Huntag – a sequential tagger for NLP using Maximum Entropy Learning and Hidden Markov Models
Introduction
Huntag can perform any kind of supervised sequential sentence tagging tasks. It has been used for NP chunking, Named Entity Recognition, and clause chunking.
The flexibility of Huntag comes from the fact that it will generate any kind of features from the input data given the appropriate python functions. Several dozens of features used regularly in NLP tasks are already implemented in the file features.py, however the user is encouraged to add any number of her own.
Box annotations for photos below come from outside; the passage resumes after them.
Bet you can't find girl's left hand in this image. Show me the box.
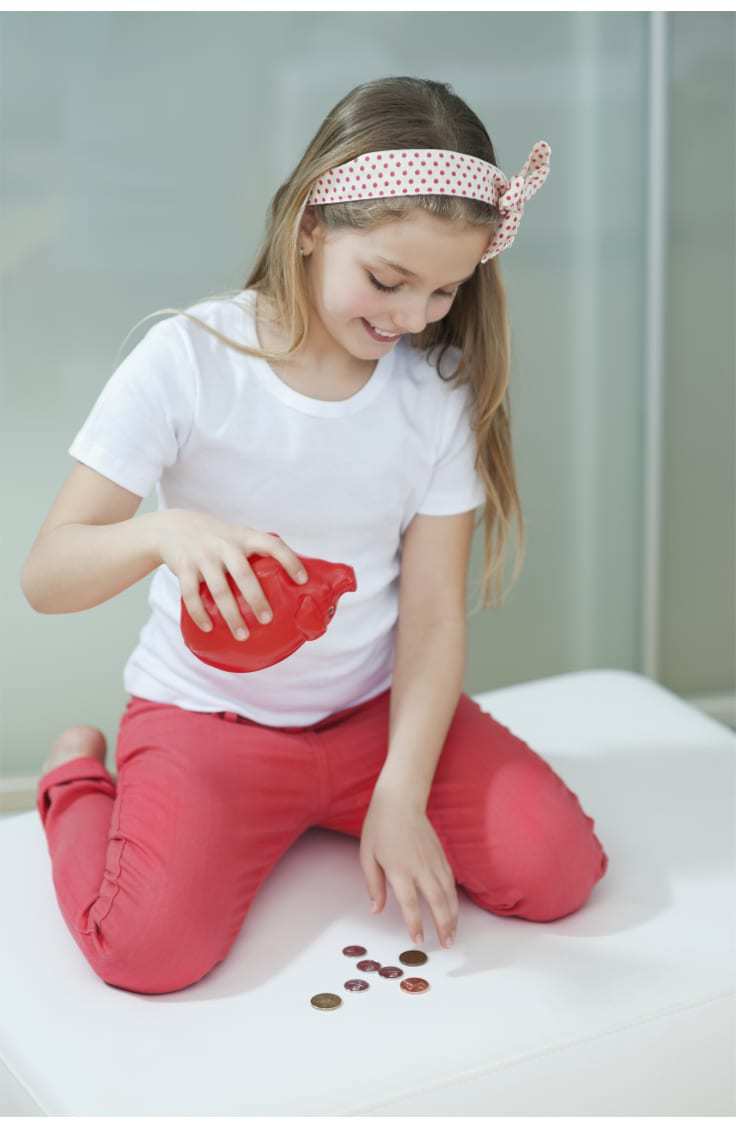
[360,792,458,946]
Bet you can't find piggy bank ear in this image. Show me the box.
[293,596,327,638]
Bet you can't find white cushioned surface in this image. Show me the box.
[0,670,736,1116]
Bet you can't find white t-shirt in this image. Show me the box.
[69,290,484,726]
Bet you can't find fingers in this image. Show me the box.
[258,532,308,583]
[200,561,252,642]
[179,567,212,631]
[181,532,308,642]
[392,875,458,948]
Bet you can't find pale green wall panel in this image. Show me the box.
[0,12,734,775]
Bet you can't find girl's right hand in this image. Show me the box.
[156,509,307,642]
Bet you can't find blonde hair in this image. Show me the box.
[121,77,525,610]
Once the desired features are implemented, a data set and a configuration file containing the list of feature functions to be used are all Huntag needs to perform training and tagging.
Download
The latest version of huntag can be downloaded through our public cvs server with the following command:
cvs -d :pserver:anonymous:anonymous@cvs.mokk.bme.hu:/local/cvs co huntaggers
Note that several training corpora come together with the source code, so the whole download is more than a 100 megabytes.
Installation
Huntag was written in python, so no compilation step is needed. But the Maximum Entropy toolkit must be installed with Python bindings. It can be obtained from:
http://homepages.inf.ed.ac.uk/lzhang10/maxent_toolkit.html
Usage
Tagging:
cat data | ./huntag.py --model=MODEL --features=FEATUREFILE –traincorpus=TRAINCORPUS [ --keptfeats=KEPTFEATS ] [ --lmweight LMWEIGHT=0.2 ] [ --daemon ]
MODEL specifies the maximum entropy emission model. It uses the standard serialization format of the maxent module, and is typically written by train.py.
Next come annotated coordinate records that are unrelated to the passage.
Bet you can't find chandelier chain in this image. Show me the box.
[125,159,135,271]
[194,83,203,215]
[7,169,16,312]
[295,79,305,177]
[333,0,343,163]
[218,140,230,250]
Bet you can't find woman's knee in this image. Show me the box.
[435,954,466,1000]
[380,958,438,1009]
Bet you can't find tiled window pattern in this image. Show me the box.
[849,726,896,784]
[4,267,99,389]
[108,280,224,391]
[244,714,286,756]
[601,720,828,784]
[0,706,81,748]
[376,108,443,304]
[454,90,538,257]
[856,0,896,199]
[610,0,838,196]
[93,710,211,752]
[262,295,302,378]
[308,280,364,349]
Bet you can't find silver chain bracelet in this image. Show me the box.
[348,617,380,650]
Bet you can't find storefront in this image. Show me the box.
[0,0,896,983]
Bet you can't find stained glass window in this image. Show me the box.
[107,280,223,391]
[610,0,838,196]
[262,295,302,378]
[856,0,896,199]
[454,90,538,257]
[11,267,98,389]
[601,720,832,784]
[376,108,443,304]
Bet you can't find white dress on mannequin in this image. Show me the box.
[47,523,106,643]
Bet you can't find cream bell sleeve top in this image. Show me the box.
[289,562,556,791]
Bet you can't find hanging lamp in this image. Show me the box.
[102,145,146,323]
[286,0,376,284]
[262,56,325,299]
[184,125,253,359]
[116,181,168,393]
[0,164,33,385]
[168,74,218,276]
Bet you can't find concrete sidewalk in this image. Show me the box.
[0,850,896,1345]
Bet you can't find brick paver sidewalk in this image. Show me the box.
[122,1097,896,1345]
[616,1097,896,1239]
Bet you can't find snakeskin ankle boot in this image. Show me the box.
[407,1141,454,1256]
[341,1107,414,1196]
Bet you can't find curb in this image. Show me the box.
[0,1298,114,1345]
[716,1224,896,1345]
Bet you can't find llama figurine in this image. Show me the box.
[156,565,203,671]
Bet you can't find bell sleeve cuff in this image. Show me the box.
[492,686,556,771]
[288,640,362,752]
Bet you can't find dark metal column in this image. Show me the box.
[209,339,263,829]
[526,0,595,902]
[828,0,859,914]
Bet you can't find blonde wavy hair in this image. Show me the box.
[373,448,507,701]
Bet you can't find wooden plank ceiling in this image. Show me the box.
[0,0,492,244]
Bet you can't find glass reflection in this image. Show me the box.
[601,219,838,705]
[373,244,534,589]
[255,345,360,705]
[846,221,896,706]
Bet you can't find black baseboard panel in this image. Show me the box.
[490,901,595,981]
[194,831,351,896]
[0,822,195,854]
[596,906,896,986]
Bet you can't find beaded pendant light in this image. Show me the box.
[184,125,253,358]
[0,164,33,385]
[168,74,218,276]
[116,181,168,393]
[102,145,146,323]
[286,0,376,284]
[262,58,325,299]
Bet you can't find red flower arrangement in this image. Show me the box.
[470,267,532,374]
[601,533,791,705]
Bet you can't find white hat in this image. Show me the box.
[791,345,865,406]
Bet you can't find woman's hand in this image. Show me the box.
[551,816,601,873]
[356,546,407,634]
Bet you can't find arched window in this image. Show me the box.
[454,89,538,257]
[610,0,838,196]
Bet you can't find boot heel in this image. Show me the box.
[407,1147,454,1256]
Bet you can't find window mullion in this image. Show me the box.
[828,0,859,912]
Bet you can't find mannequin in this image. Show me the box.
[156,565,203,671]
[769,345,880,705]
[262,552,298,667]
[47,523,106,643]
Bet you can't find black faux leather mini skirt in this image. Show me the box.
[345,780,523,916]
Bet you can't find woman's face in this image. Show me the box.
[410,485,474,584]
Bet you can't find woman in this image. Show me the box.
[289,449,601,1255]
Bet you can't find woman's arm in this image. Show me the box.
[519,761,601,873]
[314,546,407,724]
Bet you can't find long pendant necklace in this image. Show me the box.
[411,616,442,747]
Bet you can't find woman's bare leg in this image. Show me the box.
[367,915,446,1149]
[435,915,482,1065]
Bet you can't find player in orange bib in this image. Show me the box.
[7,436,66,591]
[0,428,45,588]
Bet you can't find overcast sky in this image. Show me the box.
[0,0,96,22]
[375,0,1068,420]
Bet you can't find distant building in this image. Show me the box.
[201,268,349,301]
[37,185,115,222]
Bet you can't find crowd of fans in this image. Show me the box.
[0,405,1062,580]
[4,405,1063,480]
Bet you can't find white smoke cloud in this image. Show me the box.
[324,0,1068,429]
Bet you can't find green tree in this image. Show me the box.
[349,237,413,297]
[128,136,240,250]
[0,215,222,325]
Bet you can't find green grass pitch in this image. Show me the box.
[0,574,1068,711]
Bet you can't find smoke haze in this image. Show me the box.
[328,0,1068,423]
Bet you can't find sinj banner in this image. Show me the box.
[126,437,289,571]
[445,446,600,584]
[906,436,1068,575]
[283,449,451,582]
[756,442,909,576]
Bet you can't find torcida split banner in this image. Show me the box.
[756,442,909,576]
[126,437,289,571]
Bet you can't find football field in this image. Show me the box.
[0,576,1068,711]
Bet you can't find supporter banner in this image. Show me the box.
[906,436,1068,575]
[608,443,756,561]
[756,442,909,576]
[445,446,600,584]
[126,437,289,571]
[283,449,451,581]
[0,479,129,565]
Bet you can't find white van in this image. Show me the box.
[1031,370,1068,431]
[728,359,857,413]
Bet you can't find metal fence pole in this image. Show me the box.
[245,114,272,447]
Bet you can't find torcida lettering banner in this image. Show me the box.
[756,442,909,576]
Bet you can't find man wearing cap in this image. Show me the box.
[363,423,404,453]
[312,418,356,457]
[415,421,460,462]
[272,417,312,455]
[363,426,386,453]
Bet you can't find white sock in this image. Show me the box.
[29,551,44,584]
FEATUREFILE is a human-edited description of the features to be used. At the most basic level, it assigns python functions to feature names. See below for more details.
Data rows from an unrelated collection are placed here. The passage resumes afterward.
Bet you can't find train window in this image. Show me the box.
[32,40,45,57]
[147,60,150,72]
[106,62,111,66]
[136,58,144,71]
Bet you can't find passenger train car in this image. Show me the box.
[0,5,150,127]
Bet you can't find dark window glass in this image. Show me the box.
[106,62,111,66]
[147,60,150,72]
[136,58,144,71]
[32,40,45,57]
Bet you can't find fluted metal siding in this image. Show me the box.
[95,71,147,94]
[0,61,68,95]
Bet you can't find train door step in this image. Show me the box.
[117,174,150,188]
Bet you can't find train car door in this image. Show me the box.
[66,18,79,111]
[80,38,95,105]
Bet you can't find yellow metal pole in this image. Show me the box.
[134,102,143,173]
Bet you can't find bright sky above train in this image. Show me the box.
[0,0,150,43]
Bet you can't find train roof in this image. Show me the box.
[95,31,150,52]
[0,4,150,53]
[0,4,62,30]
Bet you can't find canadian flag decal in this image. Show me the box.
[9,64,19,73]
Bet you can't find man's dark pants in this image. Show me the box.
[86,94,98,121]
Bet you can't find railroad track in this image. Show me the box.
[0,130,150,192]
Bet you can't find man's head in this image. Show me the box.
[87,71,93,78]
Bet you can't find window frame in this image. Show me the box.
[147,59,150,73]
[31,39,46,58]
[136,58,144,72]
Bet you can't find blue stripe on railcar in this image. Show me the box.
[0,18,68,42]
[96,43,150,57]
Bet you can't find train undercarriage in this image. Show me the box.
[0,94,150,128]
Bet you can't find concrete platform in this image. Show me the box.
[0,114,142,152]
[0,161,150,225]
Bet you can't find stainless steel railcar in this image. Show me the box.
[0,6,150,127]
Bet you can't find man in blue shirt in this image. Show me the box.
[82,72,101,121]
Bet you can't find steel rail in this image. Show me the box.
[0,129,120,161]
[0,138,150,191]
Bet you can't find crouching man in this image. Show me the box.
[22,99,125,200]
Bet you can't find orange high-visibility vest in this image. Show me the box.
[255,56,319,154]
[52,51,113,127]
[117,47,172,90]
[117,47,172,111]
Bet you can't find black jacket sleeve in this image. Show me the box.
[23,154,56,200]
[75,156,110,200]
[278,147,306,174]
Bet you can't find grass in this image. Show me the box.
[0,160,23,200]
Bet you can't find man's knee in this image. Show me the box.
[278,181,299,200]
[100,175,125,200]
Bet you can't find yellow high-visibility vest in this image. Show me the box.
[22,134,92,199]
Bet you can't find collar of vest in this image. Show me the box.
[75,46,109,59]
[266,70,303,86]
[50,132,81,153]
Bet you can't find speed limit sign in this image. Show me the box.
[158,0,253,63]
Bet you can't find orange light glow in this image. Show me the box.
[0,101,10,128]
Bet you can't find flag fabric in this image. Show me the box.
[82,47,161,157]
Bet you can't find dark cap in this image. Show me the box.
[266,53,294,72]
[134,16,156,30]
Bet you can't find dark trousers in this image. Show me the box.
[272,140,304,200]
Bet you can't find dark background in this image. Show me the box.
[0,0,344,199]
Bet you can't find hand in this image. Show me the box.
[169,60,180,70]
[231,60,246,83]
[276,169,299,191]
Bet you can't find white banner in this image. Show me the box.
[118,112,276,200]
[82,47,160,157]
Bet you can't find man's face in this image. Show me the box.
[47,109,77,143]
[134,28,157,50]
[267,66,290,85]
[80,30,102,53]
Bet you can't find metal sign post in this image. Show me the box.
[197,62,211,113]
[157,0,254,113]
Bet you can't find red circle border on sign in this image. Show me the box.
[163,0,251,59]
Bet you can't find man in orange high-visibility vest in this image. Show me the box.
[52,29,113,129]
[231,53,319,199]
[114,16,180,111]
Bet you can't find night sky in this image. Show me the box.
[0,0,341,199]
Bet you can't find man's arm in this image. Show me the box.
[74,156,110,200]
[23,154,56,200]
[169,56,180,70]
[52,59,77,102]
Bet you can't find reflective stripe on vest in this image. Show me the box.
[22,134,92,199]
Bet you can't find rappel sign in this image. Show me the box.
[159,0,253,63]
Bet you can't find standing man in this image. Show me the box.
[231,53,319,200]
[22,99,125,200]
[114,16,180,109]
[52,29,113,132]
TRAINCORPUS is a gold standard data file used to build the language model for tags from.
KEPTFEATS is a file that contains a list of features. This can be smaller than the ones listed in FEATUREFILE, acting as a post-filter.
LMWEIGHT is the relative importance of the tag language model when compared to the maximum entropy emission model.
–daemon is a toggle that forces a sentence-by-sentence processing mode, suitable for, say, socket communication.
Training:
cat traindata | ./featurize.py -f FEATUREFILE | ./train.py MODEL ITERATION_NUMBER GAUSSIAN_PRIOR
The MODEL specifies the model name to be written, ITERATION_NUMBER gives the number of iterations for the maxent trainer, and GAUSSIAN_PRIOR is self-explanatory. (1 is a meaningful default for it.)
Specialized versions:
huntaggers comes pre-packaged with training corpora that can be used to train Hungarian and English named entity recognizers, NP-chunkers and clause chunkers. The ./*.sh shell scripts (hunner.sh, hunchunk.sh etc.) give an idea about the pairing between feature description files, training corpora, and parameters. We do not distribute the trained emission models, because they are very large. They can be easily built using the commands above, from these files:
Hungarian NER: data/ner/szuz/szeged.train hunner/features.txt Hungarian maximal NP-chunking: data/chunk/szeged.max hunchunk/features_krPatt.txt English NER: data/ner/eng/eng.bie1 hunner/features.txt English base NP-chunking: data/chunk/eng/penn.base hunchunk/features_eng.txt Hungarian clause chunking: data/cp/szeged.cp.bie1 hunchunk/features_old.txt
Data formats
Input file
Input data must be a tab-separated file with one word per line and an empty line to mark sentence boundaries. Each line must contain the same number of fields. Such a block consists of a tab-separated line for each token of the sentence. By convention, the first (0th, as numbered in the feature description file) column is the word form, but this is not actually mandatory.
Train corpus file
The format of the train corpus file is the same as the input file, except for an extra column that gives the gold standard output for each token. This field must contain the correct tag for the word, which may be in the BI format used at CoNLL shared tasks (e. g. B-NP to mark the first word of a noun phrase, I-NP to mark the rest and O to mark words outside an NP) or in the so-called BIE1 format which has a seperate symbol for words constituting a chunk themselves (1-NP) and one for the last words of multi-word phrases (E-NP). The first two characters of answer tags should always conform to one of these two conventions, the rest may be any string describing the category.
Feature description file
The feature file may start with a command specifying the default radius for features. This is non-mandatory. Example:
!defaultRadius 5
After this, it can give values to variables that shall be used by the featurizing methods. Example:
let krpatt minLength 2 let krpatt maxLength 99 let krpatt lang hu
The first argument specifies the name of the feature, the third a key, the fourth a numeric value. The dictionary of key-value pairs will be passed to the feature.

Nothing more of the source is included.